Flashcards. Paste a school text → cards. Or just type a topic (irregular verbs, European capitals) → the model pulls from general knowledge and creates a deck. Every card lands in a preview where you can edit, delete, or add more before they go in the database.
Quiz with model-validated answers. Typed answers, not multiple- choice. The model reads the correct answer and the kid's answer and decides correct / almost / incorrect — spelling errors and paraphrasing are tolerated. It even writes a short personalized summary at the end: "You handled past participles well. 'choose' and 'speak' got mixed up — they'll come back tomorrow."

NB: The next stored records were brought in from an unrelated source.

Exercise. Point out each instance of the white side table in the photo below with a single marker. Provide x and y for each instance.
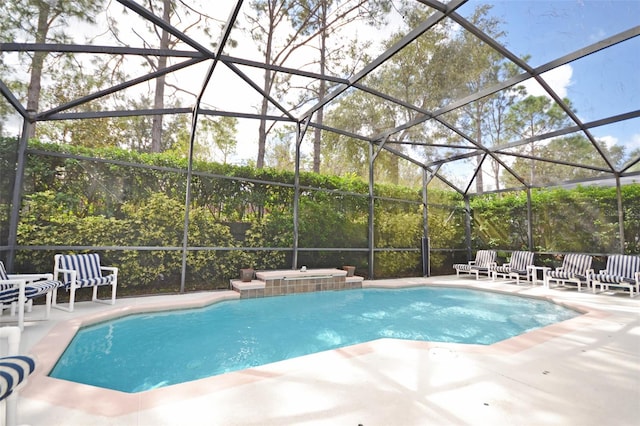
(534, 273)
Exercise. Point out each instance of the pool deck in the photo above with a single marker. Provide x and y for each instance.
(584, 371)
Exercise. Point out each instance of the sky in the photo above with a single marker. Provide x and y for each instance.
(604, 84)
(601, 85)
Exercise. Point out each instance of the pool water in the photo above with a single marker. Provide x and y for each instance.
(145, 351)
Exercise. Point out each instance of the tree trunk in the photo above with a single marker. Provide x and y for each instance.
(158, 101)
(37, 64)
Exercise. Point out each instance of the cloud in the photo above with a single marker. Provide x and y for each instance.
(558, 78)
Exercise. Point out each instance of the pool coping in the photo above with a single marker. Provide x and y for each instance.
(112, 403)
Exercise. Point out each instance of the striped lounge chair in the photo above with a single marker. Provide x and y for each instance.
(83, 270)
(519, 266)
(18, 290)
(484, 262)
(14, 370)
(575, 269)
(621, 271)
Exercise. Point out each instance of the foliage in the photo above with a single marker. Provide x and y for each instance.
(132, 206)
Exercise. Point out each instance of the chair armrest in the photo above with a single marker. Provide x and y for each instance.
(112, 269)
(31, 277)
(73, 272)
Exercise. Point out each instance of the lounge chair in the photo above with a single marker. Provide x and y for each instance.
(621, 271)
(485, 260)
(18, 290)
(83, 270)
(520, 265)
(14, 370)
(575, 269)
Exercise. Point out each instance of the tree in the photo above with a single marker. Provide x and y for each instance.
(533, 116)
(483, 120)
(424, 64)
(325, 18)
(576, 149)
(42, 22)
(188, 19)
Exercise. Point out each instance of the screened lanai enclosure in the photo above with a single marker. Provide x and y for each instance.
(185, 140)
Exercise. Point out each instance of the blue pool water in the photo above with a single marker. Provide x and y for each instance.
(146, 351)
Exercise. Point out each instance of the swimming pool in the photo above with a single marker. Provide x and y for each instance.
(146, 351)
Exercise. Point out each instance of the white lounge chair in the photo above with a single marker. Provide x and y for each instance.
(575, 269)
(83, 270)
(19, 290)
(519, 266)
(483, 263)
(14, 370)
(621, 271)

Behind the quiz sits a small SM-2 spaced-repetition scheduler. Cards she
gets wrong come back the next day; cards she gets right keep slipping
further out. A streak counter and a per-topic "✓ 12 solid · … 4 to
practise" badge make progress visible without dashboards.

Architecture

The whole thing is a .NET 9 MAUI app — one codebase, four targets
(Windows, Android, iOS, macCatalyst), bilingual from day one (German is
the primary audience, English the default for international demos).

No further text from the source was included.